Lessons Learned At The El Paso Border

The National Border Patrol Museum in El Paso Texas has a replica of the Statue of Liberty on display, amidst the various implements used to secure our border:  Chevy Tahoes, Jet Skis, ATVs and small aircraft, fences and concertina wire.

I witnessed a Latino family assemble for a photo in front of the statue of liberty replica, when I asked the adult if I could take a picture of the children with  those big ‘cheese’ smiles that little kids make in family photos, with their tiny chicklet baby teeth, the woman vehemently said, “please, No.”

 

The urgency in her voice made me consider the fear and terror Latinos live with under today’s threats of ICE raids.  Only minutes before they posed for her photo, the children were climbing atop the Jet Skis and ATVs with glee as they acted out their fantasies of being, what? 

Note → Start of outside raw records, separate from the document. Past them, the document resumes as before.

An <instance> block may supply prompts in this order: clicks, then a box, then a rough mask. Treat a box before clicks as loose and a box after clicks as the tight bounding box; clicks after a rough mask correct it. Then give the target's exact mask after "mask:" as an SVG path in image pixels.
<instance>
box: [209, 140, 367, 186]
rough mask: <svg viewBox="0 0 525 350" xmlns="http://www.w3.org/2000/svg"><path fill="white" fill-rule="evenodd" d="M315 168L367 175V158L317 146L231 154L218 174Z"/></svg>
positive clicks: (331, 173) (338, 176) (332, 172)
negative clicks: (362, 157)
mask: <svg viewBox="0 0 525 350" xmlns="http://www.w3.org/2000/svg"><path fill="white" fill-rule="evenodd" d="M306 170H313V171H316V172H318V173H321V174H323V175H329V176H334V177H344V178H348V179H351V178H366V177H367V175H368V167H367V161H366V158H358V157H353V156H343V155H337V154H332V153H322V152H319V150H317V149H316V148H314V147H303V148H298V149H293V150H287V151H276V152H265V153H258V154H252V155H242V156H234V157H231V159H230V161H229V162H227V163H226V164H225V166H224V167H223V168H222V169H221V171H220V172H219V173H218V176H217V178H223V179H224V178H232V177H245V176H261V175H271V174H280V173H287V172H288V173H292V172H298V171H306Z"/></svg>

I can’t imagine what a child pretends when they are astride the very vehicles which strike fear in their families. What is it that we worked out as children when we played cops and robbers or cowboys and Indians?

As I wandered through the Museum,I couldn’t escape the words of Emma Lazarus sonnet “the New Colossus” inscribed on the pedestal of the Statue of Liberty: “Give me your tired, your poor, your huddled masses yearning to breathe free, The wretched refuse of your teeming shore. Send these the homeless, tempest-tossed to me. I lift my lamp beside the golden door.” I visited to try to understand what history led us to no longer honor the words of this sonnet.

In 1904 the Bureau of Commerce and Labor founded a group of 75 men to enforce the Chinese Exclusion Act of 1882 along our borders. This was the first significant law restricting immigration into the United States. Although the Chinese only accounted for .002% of the nation’s population, many blamed them for declining wages and economic problems. Congress passed the exclusion act to soothe worker demands and concerns about maintaining white “racial purity.”

History shows there is always some demonized ethnic group- The Border Patrol Museum displayed a replica of the homemade rafts used in the mariel boatlift of 1980, the mass immigration of Cubans who were fleeing their Tempest-tossed communist country for the freedom of America.

Fidel Castro in trying to diminish why his citizens were fleeing Cuba, tried  to explain it away as they were escaped criminals and Insane Asylum escapees. Among these Marielitos is  player Barbaro Garbey who played for the Detroit Tigers and Texas Rangers, and Pedro Zamora from MTVs The Real World, and opera singer Elizabeth Caballero a lyric soprano.

And today we are considering building a wall between the United States and Mexico.  On display in the museum are the rope ladders seized at the monolithic fence that now secures our border. A chilling reminder of “if there’s a will, there’s a way.”

As the wheels of history turn, towards another scapegoat. this wall will become as obsolete as Emma Lazarus words on the Statue of Liberty.